For ten dollars, a person can get the voter registrations for a precinct from the county auditor. In my precinct, there are 1,305 registered voters. Of these, 499 are Democrats, 413 are No Preference, 391 are Republican, and two are coded “L” which I assume means libertarian. From 20 years of living here, and being very active in partisan politics, I know that during a general election, most people are willing split their ticket and pick who they feel is the best candidate for each position. I’ve found this to be true from the top of the ticket on down. No preference voters have become the key group to watch and work with, although not to the exclusion of others.
We moved to Big Grove in 1993 and during our first presidential election here in 1996, 1,105 people voted, with the breakout for president Clinton 599, Dole 377, Perot 105, Nader 10, Browne 1, and Hagelin 2. By 2012, there was more Republican support with these presidential results: total votes cast 1,123, Obama 555, Romney 551, Johnson 7, Litzel 1, and Stein 1.
Our county has election data available back to 1970, so if one figures out which previous elections are comparable, both turnout and the number of votes needed to win are relatively easy to determine. At the precinct level, party affiliation doesn’t lend itself very well to statistical analysis, since, as I mentioned, people are willing to split their ticket to vote for the person rather than the party.
The 2014 political schedule is as follows.
The first day of the second session of the 85th Iowa General Assembly is Monday, Jan. 13. I have been in touch with my state representative and state senator since New Year’s Day, and let them know my priorities. Now it’s up to them.
On Jan. 21 are the off-year precinct caucuses. Expect very light turnout of party activists on the Democratic side. The Republicans have made these events into a social time, so they may have more caucus-goers, but their attendance is expected to be light, like with the Democrats.
March 14 is the deadline for state and federal candidates to file for the June 3 primary. Already we know there will be Democratic primaries in the governor’s race, the county attorney and supervisor races, and probably some others. Since politics is a low personal priority this year, I won’t engage much until after the filing date. Even then, I’ll engage only enough to pick candidates in the primary.
State legislator per diem runs out on the 100th day of the session, April 22. Presumably the session will end on or about that time because legislators will want to work on the fall campaign.

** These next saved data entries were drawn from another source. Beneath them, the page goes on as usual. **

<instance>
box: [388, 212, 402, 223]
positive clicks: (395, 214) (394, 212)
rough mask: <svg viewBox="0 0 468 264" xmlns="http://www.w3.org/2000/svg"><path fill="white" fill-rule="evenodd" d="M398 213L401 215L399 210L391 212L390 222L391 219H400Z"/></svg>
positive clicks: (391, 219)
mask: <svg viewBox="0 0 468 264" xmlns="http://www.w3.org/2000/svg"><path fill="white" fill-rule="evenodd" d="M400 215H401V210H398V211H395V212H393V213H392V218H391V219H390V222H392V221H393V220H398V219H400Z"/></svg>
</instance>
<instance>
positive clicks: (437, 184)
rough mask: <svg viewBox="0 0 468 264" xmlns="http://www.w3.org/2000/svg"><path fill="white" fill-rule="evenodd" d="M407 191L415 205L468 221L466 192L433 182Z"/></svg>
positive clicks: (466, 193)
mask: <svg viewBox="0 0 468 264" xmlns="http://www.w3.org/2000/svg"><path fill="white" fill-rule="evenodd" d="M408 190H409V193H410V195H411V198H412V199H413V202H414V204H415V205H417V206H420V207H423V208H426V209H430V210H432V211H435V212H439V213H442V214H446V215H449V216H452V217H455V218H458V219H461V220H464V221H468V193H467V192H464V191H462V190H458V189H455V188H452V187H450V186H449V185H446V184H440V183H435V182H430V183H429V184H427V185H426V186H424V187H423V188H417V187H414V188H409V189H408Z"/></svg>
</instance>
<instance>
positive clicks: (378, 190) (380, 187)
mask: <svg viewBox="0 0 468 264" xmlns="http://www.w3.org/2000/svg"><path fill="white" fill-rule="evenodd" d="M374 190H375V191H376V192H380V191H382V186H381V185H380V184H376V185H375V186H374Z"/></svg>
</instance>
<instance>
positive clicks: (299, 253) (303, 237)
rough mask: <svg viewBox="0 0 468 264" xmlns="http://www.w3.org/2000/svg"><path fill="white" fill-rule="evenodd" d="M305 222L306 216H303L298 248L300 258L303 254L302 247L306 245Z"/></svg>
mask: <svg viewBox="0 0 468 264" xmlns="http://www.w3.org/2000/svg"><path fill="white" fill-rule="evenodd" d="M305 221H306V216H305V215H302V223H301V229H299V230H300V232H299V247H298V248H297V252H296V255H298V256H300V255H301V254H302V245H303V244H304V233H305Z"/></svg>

After June 3, we’ll know who our candidates for the general election are, and soon thereafter we’ll also know how the Iowa Democratic Party will organize around them.
Summer is a slow time in politics, and candidates gain some visibility in parades, town festivals and events as they get out and press the flesh. Otherwise, those that aren’t known to voters work to get known.
Labor Day is the official kickoff of the fall election campaign.
In September and October, people evaluating whether to enter the 2016 presidential race will start coming to Iowa to help candidates raise money and visibility for the general election. I’ll begin talking to registered voters about the election, and start identifying them. In reviewing my list, there are a lot of new names, so it will take a while to get through them. I’ll also help out the county party as best I can.
The general election is on Tuesday, Nov. 4.
So there you have it, Iowa politics in under 700 words. In a turbulent world, taking time to figure out the timeline of political events helps organize for and maintain a level of sanity. I hope readers have found this useful. Now back to our regular programming.